Les étudiants devront faire face à une hausse des frais d’inscription à l’université dans la totalité des établissements du pays. De plus, les dirigeants de certaines facultés seront libres de multiplier par 3 les frais d’entrée. Les montants pourront être fixés à 6.000 livres maximum, soit 7.000 euros l’année. Dans certains cas exceptionnels, stipule le projet de loi, les facultés auront le droit de taxer les étudiants à hauteur de 9.000 livres, soit plus de 10.000 euros.
Leurs voisins irlandais également dans les rues
Plus de 100.000 personnes ont manifesté, samedi 27 novembre à Dublin, contre le programme d’austérité annoncé par le gouvernement de Brian Cowen. « Les Irlandais ont accueilli, furieux, le plan de sauvetage de l’UE et du FMI, finalisé hier à Bruxelles », a expliqué Pierre Barbancey, journaliste à "L’Humanité".
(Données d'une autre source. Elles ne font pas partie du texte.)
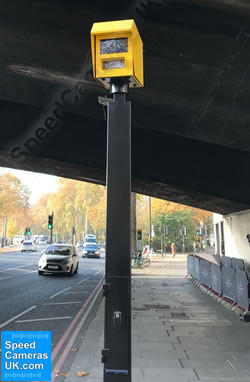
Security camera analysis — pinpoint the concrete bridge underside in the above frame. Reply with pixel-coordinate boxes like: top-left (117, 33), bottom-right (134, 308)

La tension monte entre les forces de l’ordre et les manifestants. Ces derniers refusent le nouveau plan qui prévoit, d’ici à 2014, 15 milliards d’euros d’économies budgétaires et de hausses d’impôts, soit près de 10 % du produit intérieur brut (PIB). De plus, les allocations de chômage et familiales seront réduites, tout comme les retraites des fonctionnaires et le salaire minimum, qui devrait connaître une baisse de 12 %.
Face à ces mesures draconiennes, le gouvernement va également supprimer 25.000 emplois publics. Les manifestants se sont dits prêts à se mobiliser, « on ne sait pas ce qui va se passer mais une chose est certaine, on va avoir des problèmes, rien qu’à cause des prêts que chacun a pu contracter pour acheter un logement ou une voiture », a déploré un manifestant.